Jak podkreślił, był współautorem ustawy, która regulowała zasady prawne chroniące niezawisłość sędziowską. - I co teraz? Mnie można zasznurować usta, jeżeli ja będę bronic niezawisłości sędziowskiej, niezależności sądu? - pytał prof. Strzembosz.
Co znalazło się w projekcie?
Projekt autorstwa posłów PiS trafił do Sejmu w ubiegły piątek. W większości powtarza on istniejące już przepisy ustaw i konstytucji - nie zmienia się liczba sędziów ani wysokość ich uposażenia.
Projekt zawiera też jednak nowe, dotąd niestosowane rozwiązania. Jedną z nowości jest wprowadzenie obowiązkowych, jawnych oświadczeń majątkowych od sędziów TK.
Inna propozycja zakłada, że sędzia TK przechodziłby w stan spoczynku nie tylko po zakończeniu 9-letniej kadencji (tak jest dziś), ale także po ukończeniu przez sędziego 70 lat - chyba że przedłoży zaświadczenie o stanie swojego zdrowia.
Nowe przepisy przewidują też zmiany w postępowaniu dyscyplinarnym wobec sędziów.
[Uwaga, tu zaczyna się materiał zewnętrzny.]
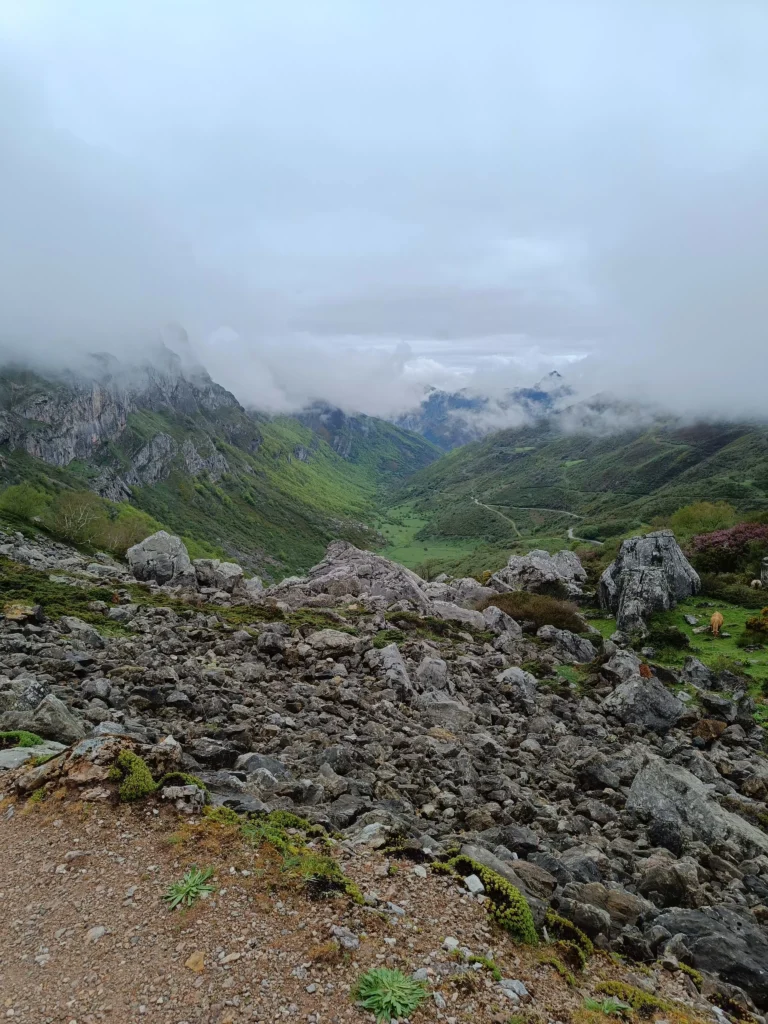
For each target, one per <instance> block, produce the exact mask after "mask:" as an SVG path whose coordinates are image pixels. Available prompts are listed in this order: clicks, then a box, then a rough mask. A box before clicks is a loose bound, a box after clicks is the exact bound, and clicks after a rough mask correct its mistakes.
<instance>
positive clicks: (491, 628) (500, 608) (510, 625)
mask: <svg viewBox="0 0 768 1024" xmlns="http://www.w3.org/2000/svg"><path fill="white" fill-rule="evenodd" d="M482 617H483V618H484V620H485V628H486V629H488V630H490V632H492V633H496V634H497V636H501V635H502V634H508V635H509V638H510V640H519V639H520V638H521V637H522V627H521V626H520V624H519V623H518V622H516V621H515V620H514V618H513V617H512V616H511V615H508V614H507V612H506V611H502V609H501V608H497V607H496V605H495V604H489V605H488V607H487V608H483V610H482Z"/></svg>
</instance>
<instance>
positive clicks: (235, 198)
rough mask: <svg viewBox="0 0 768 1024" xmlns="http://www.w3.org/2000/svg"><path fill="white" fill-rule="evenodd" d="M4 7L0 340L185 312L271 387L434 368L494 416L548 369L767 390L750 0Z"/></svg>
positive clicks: (56, 360) (337, 383)
mask: <svg viewBox="0 0 768 1024" xmlns="http://www.w3.org/2000/svg"><path fill="white" fill-rule="evenodd" d="M406 25H407V26H408V31H407V32H406V31H404V30H403V26H406ZM0 30H2V31H1V34H2V38H3V40H4V41H3V43H2V48H1V49H0V58H1V61H0V62H1V65H2V72H0V183H1V184H2V188H0V215H1V217H2V225H3V229H2V232H0V342H1V343H2V347H3V349H4V350H5V351H10V352H11V353H13V354H17V355H19V356H23V357H25V358H30V357H33V356H37V357H38V358H39V359H40V360H42V361H43V362H44V364H45V365H46V366H48V367H52V366H56V365H59V366H65V367H67V366H71V365H72V362H73V359H74V358H75V354H76V353H78V352H84V351H91V350H108V351H113V352H115V353H118V354H119V355H120V356H121V357H125V353H126V352H129V353H131V354H132V355H133V354H135V353H136V352H137V350H138V348H139V347H140V346H142V345H145V344H150V343H152V342H153V341H154V340H156V339H157V338H159V337H162V336H163V332H164V330H165V327H164V326H165V325H167V324H169V323H177V324H182V325H183V326H184V329H185V330H186V331H187V333H188V337H189V344H190V346H191V348H193V349H194V351H195V353H196V354H197V357H198V358H200V360H201V361H203V362H204V364H205V365H206V366H207V367H208V368H209V370H210V372H211V373H212V375H213V376H214V377H215V378H216V379H218V380H220V381H221V383H223V384H224V385H226V386H227V387H229V388H230V389H231V390H232V391H233V392H234V393H236V394H237V395H238V397H239V398H240V399H241V401H243V402H244V403H245V404H247V406H251V407H255V408H258V409H263V410H266V411H274V412H290V411H293V410H296V409H298V408H301V407H302V406H304V404H306V403H307V402H309V401H313V400H325V401H328V402H331V403H333V404H338V406H340V407H341V408H343V409H345V410H348V411H361V412H367V413H372V414H376V415H391V416H394V415H398V414H399V413H401V412H402V411H404V410H407V409H409V408H412V407H413V406H414V404H415V403H416V402H418V400H419V399H420V397H421V396H422V394H423V392H424V389H425V388H426V387H427V386H429V385H432V386H437V387H440V388H443V389H445V390H457V389H460V388H467V389H469V391H470V392H471V393H481V394H485V395H488V396H490V398H492V402H490V403H489V406H488V407H487V409H488V412H487V414H486V417H485V418H486V423H488V424H489V423H492V422H493V423H494V424H496V423H499V424H501V425H504V424H505V422H506V421H505V416H506V417H507V419H509V417H512V416H514V415H516V413H515V412H514V411H510V410H505V409H504V408H503V396H504V393H505V392H506V391H508V390H509V389H513V388H515V387H520V386H527V385H529V384H530V383H532V382H534V381H536V380H537V379H538V378H539V377H541V376H542V375H543V374H544V373H546V372H547V371H548V370H551V369H558V370H562V371H563V372H564V373H565V375H566V377H567V379H568V381H569V383H571V384H572V386H573V388H574V389H575V391H577V395H578V396H579V397H584V396H587V395H591V394H594V393H598V392H606V393H609V394H612V395H614V396H616V398H617V399H618V401H620V403H624V404H625V407H626V408H635V407H636V406H641V404H644V403H651V404H653V406H654V407H660V408H664V409H667V410H670V411H672V412H673V413H677V414H680V415H683V416H686V417H693V416H701V415H705V416H711V417H716V416H721V417H732V418H740V417H765V415H766V413H765V410H766V402H765V390H766V388H765V378H766V376H767V375H768V355H766V351H767V347H766V345H765V340H764V331H765V329H764V325H765V324H766V322H768V292H766V289H765V287H764V281H765V275H766V269H767V268H768V203H766V187H765V182H766V180H768V135H766V133H765V132H763V131H761V130H760V129H759V127H758V128H756V126H760V125H762V123H763V120H764V117H763V98H764V96H765V93H766V89H768V70H766V66H765V60H764V49H765V44H766V42H768V10H766V9H765V8H764V7H761V6H760V5H756V4H750V3H743V4H742V3H737V4H735V5H707V4H703V5H702V4H701V3H700V0H672V2H670V3H666V4H660V3H658V4H656V3H648V4H643V5H635V7H634V8H633V9H631V10H630V9H629V8H628V6H627V5H621V4H606V3H603V2H600V0H567V2H566V0H548V2H546V3H544V4H542V5H540V7H530V6H528V7H525V6H524V5H523V6H522V7H521V6H520V5H514V4H509V3H508V2H503V0H480V4H479V8H478V7H476V6H475V7H473V8H472V10H471V11H470V9H469V8H466V9H465V8H464V7H462V5H458V6H457V5H447V7H446V6H445V5H444V3H438V2H437V0H426V2H425V3H424V4H422V5H420V6H419V9H418V11H416V12H415V11H414V9H413V5H410V6H408V5H406V4H404V3H400V2H399V0H392V3H390V4H387V5H383V6H376V5H374V6H371V5H366V4H362V5H359V4H349V3H347V2H346V0H331V2H330V3H328V4H326V5H324V9H323V14H322V16H321V15H319V14H318V13H317V8H316V5H315V4H312V3H310V2H309V0H287V2H286V3H283V4H279V5H278V4H275V5H270V4H250V3H246V2H245V0H243V2H240V0H234V2H233V3H232V4H231V5H230V8H229V9H228V11H227V16H226V17H224V16H223V15H222V14H221V12H220V11H218V10H217V9H216V8H215V6H212V5H182V6H179V5H177V4H175V3H169V4H160V5H158V4H151V3H150V2H148V0H134V2H132V3H130V4H129V3H127V2H124V0H115V2H114V3H111V4H103V3H98V2H96V0H30V2H29V3H26V4H14V3H10V4H6V5H5V6H4V7H3V9H2V10H1V11H0ZM395 62H396V67H397V74H396V75H393V73H392V68H393V67H394V65H395Z"/></svg>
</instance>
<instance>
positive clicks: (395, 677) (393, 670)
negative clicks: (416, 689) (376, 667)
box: [367, 643, 413, 691]
mask: <svg viewBox="0 0 768 1024" xmlns="http://www.w3.org/2000/svg"><path fill="white" fill-rule="evenodd" d="M368 655H370V658H368V660H369V664H370V665H376V666H378V668H379V671H380V672H381V673H382V674H383V676H384V678H385V679H386V680H387V682H388V683H389V684H390V685H391V686H392V687H393V688H394V689H396V690H404V691H408V690H411V689H412V688H413V687H412V685H411V677H410V676H409V674H408V669H407V668H406V663H404V662H403V660H402V654H400V648H399V647H398V646H397V644H396V643H390V644H387V646H386V647H382V648H381V650H376V648H374V649H373V650H370V651H369V652H368ZM368 655H367V657H368Z"/></svg>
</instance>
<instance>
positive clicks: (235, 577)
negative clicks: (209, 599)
mask: <svg viewBox="0 0 768 1024" xmlns="http://www.w3.org/2000/svg"><path fill="white" fill-rule="evenodd" d="M193 565H194V566H195V574H196V578H197V581H198V586H200V587H214V588H215V589H216V590H222V591H224V592H225V593H226V594H231V593H232V591H233V590H234V589H236V587H238V586H239V585H240V584H241V583H242V582H243V580H244V575H245V573H244V571H243V566H242V565H238V563H237V562H221V561H219V559H218V558H196V559H195V561H194V562H193Z"/></svg>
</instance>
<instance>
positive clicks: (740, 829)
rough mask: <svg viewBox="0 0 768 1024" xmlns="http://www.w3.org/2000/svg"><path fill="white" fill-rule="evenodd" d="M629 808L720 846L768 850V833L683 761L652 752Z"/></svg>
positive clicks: (631, 790)
mask: <svg viewBox="0 0 768 1024" xmlns="http://www.w3.org/2000/svg"><path fill="white" fill-rule="evenodd" d="M627 809H628V810H630V811H636V812H638V813H639V814H642V815H645V816H647V817H648V818H650V819H651V820H668V821H669V820H671V821H677V822H679V823H680V824H681V825H682V826H683V827H685V828H688V829H689V830H690V833H691V834H692V836H693V838H694V839H695V840H697V841H699V842H702V843H707V845H708V846H710V847H714V848H717V847H718V846H719V845H721V844H724V843H729V844H732V845H733V846H734V847H735V848H737V849H738V850H739V852H740V854H741V856H742V857H744V858H746V857H749V856H755V855H760V854H763V855H764V856H765V855H766V854H768V836H767V835H766V834H765V833H764V831H763V830H762V829H760V828H757V827H756V826H755V825H751V824H750V823H749V822H748V821H744V819H743V818H741V817H739V815H737V814H733V813H732V812H731V811H727V810H725V808H723V807H721V806H720V804H718V803H717V801H716V800H715V799H714V797H713V796H712V793H711V786H709V785H707V784H706V783H705V782H702V781H701V780H700V779H698V778H696V776H695V775H693V774H691V772H689V771H686V769H685V768H681V767H680V766H679V765H673V764H670V762H668V761H665V760H663V759H662V758H658V757H655V756H653V755H648V756H647V760H646V764H645V766H644V767H643V768H642V769H641V771H640V772H639V773H638V774H637V775H636V777H635V780H634V781H633V783H632V787H631V788H630V794H629V797H628V798H627Z"/></svg>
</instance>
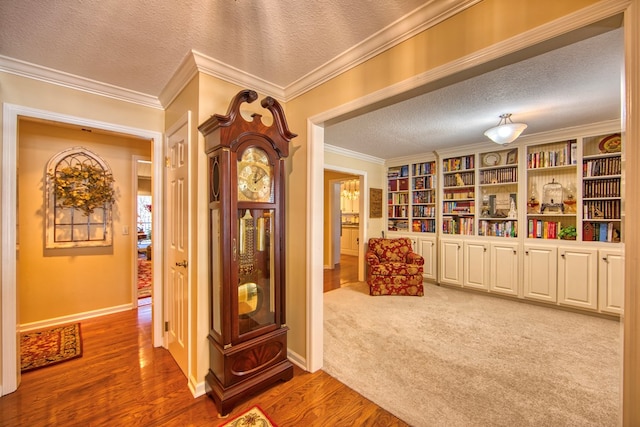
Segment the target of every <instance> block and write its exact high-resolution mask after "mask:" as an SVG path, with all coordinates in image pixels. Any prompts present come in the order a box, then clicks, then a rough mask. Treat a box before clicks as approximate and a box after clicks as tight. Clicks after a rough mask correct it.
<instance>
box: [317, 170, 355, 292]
mask: <svg viewBox="0 0 640 427" xmlns="http://www.w3.org/2000/svg"><path fill="white" fill-rule="evenodd" d="M361 178H362V177H361V176H360V175H355V174H352V173H347V172H339V171H330V170H325V182H326V184H325V190H324V191H325V221H324V223H325V230H324V234H325V245H324V247H325V263H324V265H325V268H324V287H323V291H324V292H329V291H331V290H334V289H338V288H340V287H342V286H345V285H347V284H349V283H354V282H357V281H358V280H360V279H361V277H360V274H359V272H360V264H361V262H362V261H363V259H362V253H363V251H362V250H361V236H362V229H361V225H360V212H361V208H360V205H361V199H362V197H361V195H360V188H363V187H361V185H360V181H361Z"/></svg>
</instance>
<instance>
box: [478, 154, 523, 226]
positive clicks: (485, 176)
mask: <svg viewBox="0 0 640 427" xmlns="http://www.w3.org/2000/svg"><path fill="white" fill-rule="evenodd" d="M478 179H479V183H478V188H479V192H480V195H479V196H480V201H481V204H480V213H479V220H478V235H479V236H493V237H518V208H517V203H518V149H517V148H513V149H510V150H499V151H492V152H488V153H481V154H480V165H479V173H478Z"/></svg>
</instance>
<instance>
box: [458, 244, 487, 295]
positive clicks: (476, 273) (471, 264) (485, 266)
mask: <svg viewBox="0 0 640 427" xmlns="http://www.w3.org/2000/svg"><path fill="white" fill-rule="evenodd" d="M463 257H464V286H466V287H469V288H475V289H483V290H488V289H489V244H488V243H486V242H464V255H463Z"/></svg>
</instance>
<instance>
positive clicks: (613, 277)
mask: <svg viewBox="0 0 640 427" xmlns="http://www.w3.org/2000/svg"><path fill="white" fill-rule="evenodd" d="M599 255H600V257H599V258H600V260H599V264H598V274H599V279H598V290H599V293H600V295H599V298H598V302H599V304H600V311H603V312H605V313H614V314H621V313H622V302H623V300H624V254H623V251H622V250H619V249H600V251H599Z"/></svg>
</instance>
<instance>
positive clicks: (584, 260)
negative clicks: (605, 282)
mask: <svg viewBox="0 0 640 427" xmlns="http://www.w3.org/2000/svg"><path fill="white" fill-rule="evenodd" d="M597 262H598V251H597V250H596V249H588V248H558V303H560V304H564V305H570V306H573V307H580V308H586V309H591V310H596V309H597V308H598V264H597Z"/></svg>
Zawiadomienie o możliwości popełnienia wykroczenia dyscyplinarnego będzie mógł składać odtąd - w myśl projektu - także prezydent RP na wniosek Prokuratora Generalnego.
"Niezależność prokuratorów została zlikwidowana"
- Odwołam się do najczarniejszego okresu powojennej historii Polski, do okresu stalinizmu. Wówczas prokurator miał bezpośrednią władzę nad sądem, dyktował nieomal wyroki. Tam nawet funkcjonariusz bezpieczeństwa decydował o wyroku i mówił więźniowi z góry, ile dostanie. Ale nikomu nie przyszło do głowy tak jawnie pokazać, że prokurator znaczy więcej niż sąd - powiedział prof. Strzembosz.
- Ta hipokryzja była jednak uznaniem powszechnie znanej prawdy, że decyduje sąd, a nie prokurator. Ktoś powie, że analogie do stalinizmu są dalekie, ale prokuratorzy nie są niezależni, bo ich niezależność została zlikwidowana – dodał. Jak zaznaczył, "są pewne luzy decyzyjne i są pewne granice, których się nie przekracza". - Jeżeli ten przepis byłby rozumiany w taki sposób, że sąd wydaje nieprawomocny wyrok, który z jakiś względów nie podoba się prokuratorowi, powiedzmy uważa, że nie zostały wyczerpane wszystkie dowody, bo nowe ujawnił i występując o przekazanie sprawy doprowadza do nieważności wyroku, który już zapadł, to jest to coś niewyobrażalnego - powiedział.
- Nie miałem w rękach przepisów, ale czytałem w gazecie, że również sąd odwoławczy, na żądanie prokuratora, miałby przekazywać mu sprawy, uchylając jednocześnie orzeczenie sądu pierwszej instancji. To jest coś niewyobrażalnego – dodał.